Over multi-year cycles, natural resource stocks have historically delivered returns broadly in line with the broader market, with the caveat that their returns are more lumpy and concentrated in strong years rather than steady and even. A holder of CSNR is signing up for that profile: the possibility of significant outperformance in commodity-friendly years, and the risk of significant underperformance in commodity-unfriendly ones.

Risks: commodity prices, geopolitics, energy transition

The fund’s returns are tethered to commodity prices, which are set by global supply and demand and are volatile. A surprise in production (a new mine opening or a facility closing), a shift in consumption (recession, shift to renewable energy), or a geopolitical shock (supply disruption, sanctions) can swing prices sharply.

For oil and gas specifically, the long-term risk is structural: as economies worldwide shift toward renewable energy and electric transport, the demand for fossil fuels is likely to decline over decades.

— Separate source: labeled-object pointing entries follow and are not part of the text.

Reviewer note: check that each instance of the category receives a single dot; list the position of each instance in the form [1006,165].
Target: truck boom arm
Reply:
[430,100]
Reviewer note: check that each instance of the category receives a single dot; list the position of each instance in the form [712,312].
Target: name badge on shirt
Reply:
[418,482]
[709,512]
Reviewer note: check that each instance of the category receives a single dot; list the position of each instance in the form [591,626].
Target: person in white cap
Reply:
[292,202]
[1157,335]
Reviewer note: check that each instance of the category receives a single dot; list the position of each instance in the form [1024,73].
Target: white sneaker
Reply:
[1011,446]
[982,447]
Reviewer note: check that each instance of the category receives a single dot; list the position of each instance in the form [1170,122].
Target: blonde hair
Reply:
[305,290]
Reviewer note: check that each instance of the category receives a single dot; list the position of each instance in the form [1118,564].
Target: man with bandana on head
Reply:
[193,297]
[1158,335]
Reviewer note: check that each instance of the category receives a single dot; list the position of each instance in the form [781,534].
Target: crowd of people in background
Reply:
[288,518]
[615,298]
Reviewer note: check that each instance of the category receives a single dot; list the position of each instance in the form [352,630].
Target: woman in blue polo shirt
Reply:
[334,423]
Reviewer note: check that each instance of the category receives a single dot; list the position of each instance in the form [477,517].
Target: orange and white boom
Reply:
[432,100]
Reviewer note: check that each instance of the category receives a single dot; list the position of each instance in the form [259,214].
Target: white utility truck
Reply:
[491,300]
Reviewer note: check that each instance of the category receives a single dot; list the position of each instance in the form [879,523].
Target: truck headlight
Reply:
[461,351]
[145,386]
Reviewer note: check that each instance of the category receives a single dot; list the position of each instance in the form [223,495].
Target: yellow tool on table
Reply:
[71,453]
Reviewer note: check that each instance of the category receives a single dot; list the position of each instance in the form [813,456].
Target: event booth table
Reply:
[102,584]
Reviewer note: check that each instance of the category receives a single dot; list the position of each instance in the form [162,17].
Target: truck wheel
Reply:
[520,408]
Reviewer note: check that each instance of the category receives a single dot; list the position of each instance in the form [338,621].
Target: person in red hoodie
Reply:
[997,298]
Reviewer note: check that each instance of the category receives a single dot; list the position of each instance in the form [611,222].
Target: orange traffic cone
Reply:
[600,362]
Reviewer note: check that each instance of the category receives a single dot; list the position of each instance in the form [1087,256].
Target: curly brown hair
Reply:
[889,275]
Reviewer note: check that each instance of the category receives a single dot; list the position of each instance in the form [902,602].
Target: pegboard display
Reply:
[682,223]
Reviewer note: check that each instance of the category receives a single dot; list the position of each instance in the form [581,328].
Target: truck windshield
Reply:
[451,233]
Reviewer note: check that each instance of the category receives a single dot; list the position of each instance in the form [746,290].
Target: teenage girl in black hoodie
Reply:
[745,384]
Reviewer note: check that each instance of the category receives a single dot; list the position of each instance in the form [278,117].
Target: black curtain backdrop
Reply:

Companies and investors in coal, oil, and gas face not just cyclical downturns but potential secular decay in their core business. Timber and metals have more durable demand, but the fossil-fuel exposure is material for many resource portfolios.

How to research CSNR

Start with the fund’s prospectus and holdings list, then compare recent returns against the S&P Global Natural Resources Index (the natural passive benchmark) and against the broader stock market. Ask: when did CSNR outperform and underperform, and what was happening in commodity prices at the time? Review the top 20 holdings and understand the commodity exposure: how much is oil and gas, how much is metals, how much is other resources?

For individual investors, CSNR is a tactical or strategic hedge for those who believe natural resources are cyclically cheap or that commodity demand will rise. It is not a core holding; it is a satellite position for diversification or a convictional bet on the commodity cycle.